Oh, sure, there’s a slow down. Some marginal business models are proving untenable now that the boom period of the Bakken oil play is over, and even big companies are laying off employees due to falling oil prices. Yet the job markets remain strong, economic activity remains brisk, and oil production is proving to be remarkably resilient to falling oil prices.
This graph based on data from the North Dakota Department of Mineral Resources shows the most recent daily oil production numbers available (through May) and the rig count (through July 10). As you can see, despite a decline in drilling activity, oil production has remained stable. In fact, a slight increase in May had state oil production over 1.2 million barrels per day for only the second time in state history:
What you’re looking at is stable oil production despite a 57 percent decrease in the rig count since September.
Why is this happening?
“Oil companies are drilling faster and focusing on core areas of the Bakken, leading to a surprise increase in North Dakota oil production in May,” reports the Grand Forks Herald.
Also, this from a Reuters report in June: “Oil companies say they have recalibrated their operations to survive even if prices stay lower for a long while.”
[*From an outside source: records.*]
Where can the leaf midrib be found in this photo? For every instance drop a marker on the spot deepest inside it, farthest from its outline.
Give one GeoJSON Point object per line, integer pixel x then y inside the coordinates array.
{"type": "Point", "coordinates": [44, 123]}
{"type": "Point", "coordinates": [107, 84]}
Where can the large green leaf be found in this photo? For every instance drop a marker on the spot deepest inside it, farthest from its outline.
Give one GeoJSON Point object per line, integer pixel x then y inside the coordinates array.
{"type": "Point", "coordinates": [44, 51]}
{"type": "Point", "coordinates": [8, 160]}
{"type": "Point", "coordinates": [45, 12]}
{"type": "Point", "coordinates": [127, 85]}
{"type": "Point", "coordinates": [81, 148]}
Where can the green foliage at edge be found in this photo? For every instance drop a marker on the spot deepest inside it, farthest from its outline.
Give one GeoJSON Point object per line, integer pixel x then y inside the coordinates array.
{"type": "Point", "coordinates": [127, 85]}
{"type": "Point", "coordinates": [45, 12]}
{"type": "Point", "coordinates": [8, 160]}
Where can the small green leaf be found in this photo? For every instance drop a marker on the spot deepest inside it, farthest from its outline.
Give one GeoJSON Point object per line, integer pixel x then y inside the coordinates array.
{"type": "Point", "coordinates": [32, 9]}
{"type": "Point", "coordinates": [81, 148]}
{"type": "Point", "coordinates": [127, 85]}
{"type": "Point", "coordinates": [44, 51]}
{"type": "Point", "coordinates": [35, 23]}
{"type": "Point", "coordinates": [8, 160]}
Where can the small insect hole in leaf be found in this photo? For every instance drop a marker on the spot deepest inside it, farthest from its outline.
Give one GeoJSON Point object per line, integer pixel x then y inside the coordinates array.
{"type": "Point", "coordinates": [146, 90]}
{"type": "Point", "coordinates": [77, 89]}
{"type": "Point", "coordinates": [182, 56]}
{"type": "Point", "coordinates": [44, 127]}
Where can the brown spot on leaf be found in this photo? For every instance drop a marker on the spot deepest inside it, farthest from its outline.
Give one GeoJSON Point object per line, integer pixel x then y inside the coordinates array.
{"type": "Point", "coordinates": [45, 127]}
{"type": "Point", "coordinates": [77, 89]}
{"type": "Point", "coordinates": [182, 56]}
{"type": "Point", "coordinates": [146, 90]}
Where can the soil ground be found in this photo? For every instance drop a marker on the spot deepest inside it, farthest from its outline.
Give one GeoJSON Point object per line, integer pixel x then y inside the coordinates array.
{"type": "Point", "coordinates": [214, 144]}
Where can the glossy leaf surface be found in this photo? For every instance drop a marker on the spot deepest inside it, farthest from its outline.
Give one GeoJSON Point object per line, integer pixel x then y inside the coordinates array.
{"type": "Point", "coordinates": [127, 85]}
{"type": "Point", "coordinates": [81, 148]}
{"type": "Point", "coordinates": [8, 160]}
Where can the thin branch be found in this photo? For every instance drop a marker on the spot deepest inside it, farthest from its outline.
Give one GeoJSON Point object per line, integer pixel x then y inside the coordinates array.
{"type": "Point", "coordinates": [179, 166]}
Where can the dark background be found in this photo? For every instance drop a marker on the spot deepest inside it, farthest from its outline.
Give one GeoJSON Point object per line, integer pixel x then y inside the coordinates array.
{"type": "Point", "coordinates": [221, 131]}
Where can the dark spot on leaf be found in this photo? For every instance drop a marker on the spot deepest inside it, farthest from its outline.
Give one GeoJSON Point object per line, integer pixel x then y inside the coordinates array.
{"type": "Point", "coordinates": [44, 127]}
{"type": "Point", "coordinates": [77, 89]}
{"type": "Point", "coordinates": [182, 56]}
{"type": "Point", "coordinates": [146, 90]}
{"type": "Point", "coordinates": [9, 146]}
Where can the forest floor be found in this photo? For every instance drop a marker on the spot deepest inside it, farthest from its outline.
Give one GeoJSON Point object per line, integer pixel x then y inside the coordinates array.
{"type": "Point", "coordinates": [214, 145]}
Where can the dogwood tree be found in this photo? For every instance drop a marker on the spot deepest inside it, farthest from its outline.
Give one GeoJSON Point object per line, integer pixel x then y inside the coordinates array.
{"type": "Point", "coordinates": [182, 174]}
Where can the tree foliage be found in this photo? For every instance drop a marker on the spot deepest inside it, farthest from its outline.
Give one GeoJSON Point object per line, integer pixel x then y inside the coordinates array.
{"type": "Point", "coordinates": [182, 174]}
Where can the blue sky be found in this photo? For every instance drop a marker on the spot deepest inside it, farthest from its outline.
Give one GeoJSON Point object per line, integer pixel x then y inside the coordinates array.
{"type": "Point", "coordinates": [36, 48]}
In other words, competition breeds competence. American oil producers are being challenged by producers in the middle east and elsewhere, and the American companies are responding by getting better at what they do. That means leaner, more efficient operations.
Of course, there is also the issue of the oil glut in America’s markets currently. But we can address that in two ways. First, we need to lift the oil export ban to open up international markets to American oil producers.
Second, we may need to stop thinking in terms of oil scarcity, as we have since the 1970’s, and starting thinking in terms of oil abundance. Relatively cheap, abundant oil may be the new normal for the foreseeable future. That’s good for everyone, though it’s going to be hard to predict how the “new normal” energy markets will look. The federal Energy Information Administration recently told a gathering of lawmakers in Bismarck that they see “potential for prices to dip as low as $30 a barrel or exceed $100 a barrel, based on futures market prices.”
That’s not a prediction. That’s a dart board. It no doubt creates a great deal of unease in corporate boardrooms and government budget meetings, the one undeniable truth in all of this is that we know America has lots and lots of oil, we know how to get it, and getting it is becoming cheaper and easier all the time.